İslami hareketin fikri denetçilerinden birisi de Mısırlı merhum Muhammed Gazali idi. Bedevi fıkhı kavramını ortaya atanlardan ve Vehhabilikle birebir mücadele edenlerden birisiydi. Lakin Sünnet konusunda çıkışları ile İran Devrimi konusunda ihtiyatsız tutumu kusurlarından sayılmıştır.
Arapça bir atasözünde vurgulandığı gibi, her âlimin bir dil sürçmesi, her atın bir tökezlemesi ve her keskin kılıcın da bir kör noktası bulunur.
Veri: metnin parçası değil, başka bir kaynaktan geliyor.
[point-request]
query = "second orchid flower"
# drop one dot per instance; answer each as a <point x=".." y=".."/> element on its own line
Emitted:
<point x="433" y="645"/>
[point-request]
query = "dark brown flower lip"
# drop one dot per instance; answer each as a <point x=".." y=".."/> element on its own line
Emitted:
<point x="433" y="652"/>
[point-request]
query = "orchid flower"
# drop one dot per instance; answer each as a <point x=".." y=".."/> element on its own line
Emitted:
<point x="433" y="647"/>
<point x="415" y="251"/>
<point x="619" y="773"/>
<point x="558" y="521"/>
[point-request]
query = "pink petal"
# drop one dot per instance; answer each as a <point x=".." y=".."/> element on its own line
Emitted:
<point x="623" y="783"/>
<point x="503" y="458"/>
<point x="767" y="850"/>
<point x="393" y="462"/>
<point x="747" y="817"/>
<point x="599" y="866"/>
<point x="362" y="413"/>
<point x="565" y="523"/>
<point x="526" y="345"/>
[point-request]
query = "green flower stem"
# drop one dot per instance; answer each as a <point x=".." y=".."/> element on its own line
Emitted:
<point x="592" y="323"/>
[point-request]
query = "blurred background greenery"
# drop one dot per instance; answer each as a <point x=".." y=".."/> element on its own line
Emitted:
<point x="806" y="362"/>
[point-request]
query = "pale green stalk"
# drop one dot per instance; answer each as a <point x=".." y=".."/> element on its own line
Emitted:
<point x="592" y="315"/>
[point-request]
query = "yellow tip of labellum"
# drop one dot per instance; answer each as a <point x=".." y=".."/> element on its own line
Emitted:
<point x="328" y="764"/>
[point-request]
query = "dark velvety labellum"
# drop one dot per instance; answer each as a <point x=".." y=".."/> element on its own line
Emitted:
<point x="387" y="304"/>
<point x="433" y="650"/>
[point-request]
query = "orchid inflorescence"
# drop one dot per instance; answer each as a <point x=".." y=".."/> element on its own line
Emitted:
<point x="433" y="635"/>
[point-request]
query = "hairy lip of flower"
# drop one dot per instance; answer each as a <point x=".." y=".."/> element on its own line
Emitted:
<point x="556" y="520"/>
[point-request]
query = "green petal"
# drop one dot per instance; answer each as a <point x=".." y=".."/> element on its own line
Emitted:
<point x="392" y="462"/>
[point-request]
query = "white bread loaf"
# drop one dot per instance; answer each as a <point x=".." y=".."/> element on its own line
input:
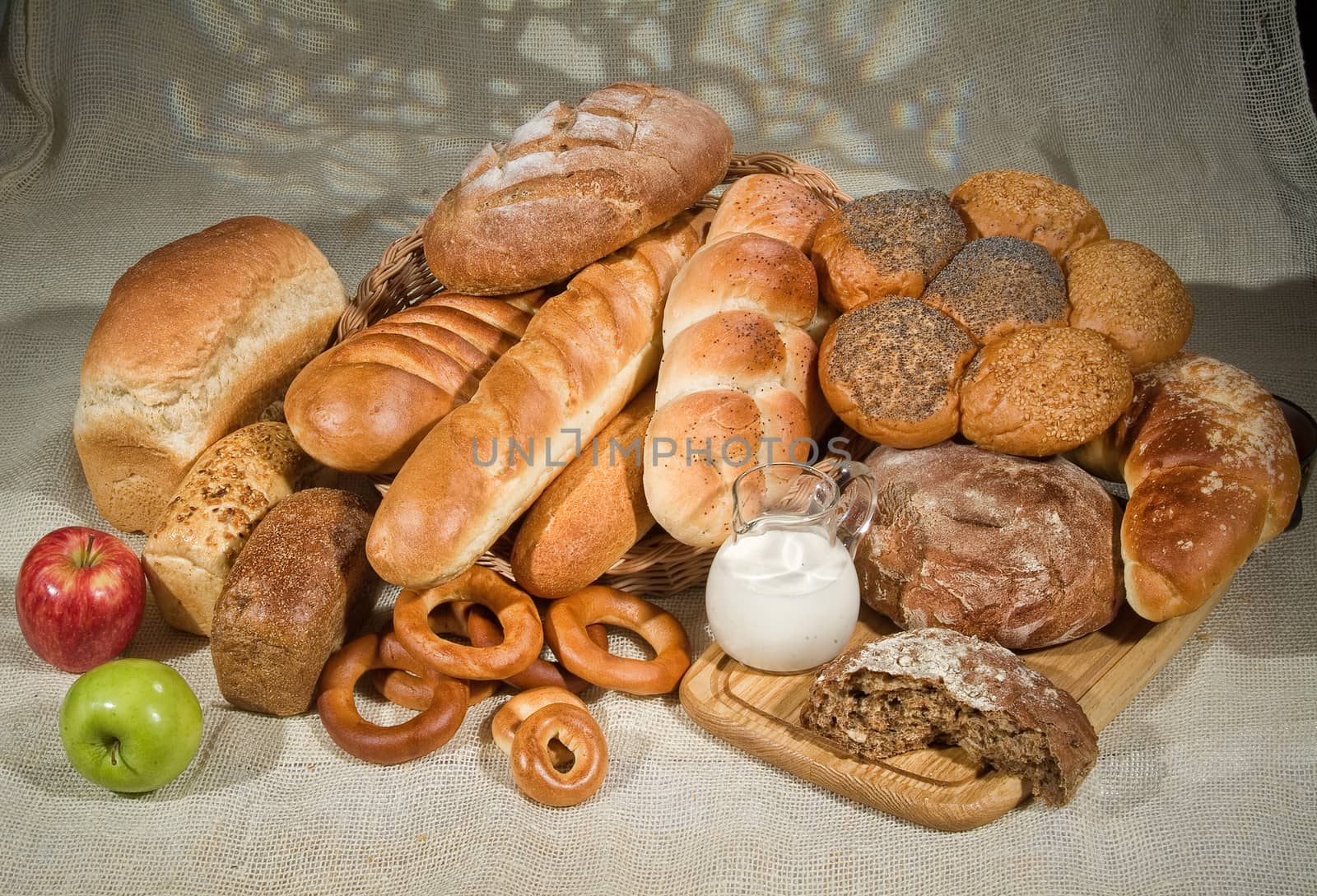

Mehmet Kırkıncı hoca Medine mücavirlerinden hattat Mustafa Necati Erzurumi ile hemşeri olmanın ötesinde ortak dertlere sahip iki ilim erbabıdır. Bununla birlikte Mustafa Necati hocanın bazı ifrat noktalarına itidal aşısı vurmak istemiştir. Musa Şekerci hocanın nakliyle bunlardan birisi Vehhabi alimlerin arkasında kılınan namazların iade edilmesi yönündeki tutumudur. Kırkıncı Hoca bunun şatat yani ifrat ve tefrit makamında bir davranış olduğunu söylemiştir. Bu Vehhabiliği kayırmak, içselleştirmek değil ihtilaflı alanları kontrol altında tutmak ve derinleştirmeme kaygısıdır. Daima muhatap açısından ricat yolunu açık bırakma sevdasıdır. Velhasıl Mehmet Kırkıncı hoca İslami camianın kaybolan akil adamlarının son temsilcilerinden birisi idi. İnşaallah hayru'l halefleri yetişmekte ve yerini almakta gecikmez.
Bu vesile ile ötelere göçen yine Erzurum'un ilim ve fikir erbabından Alaaddin Başar'a rahmet ve mağfiret diliyoruz. Mekanı cennet olsun.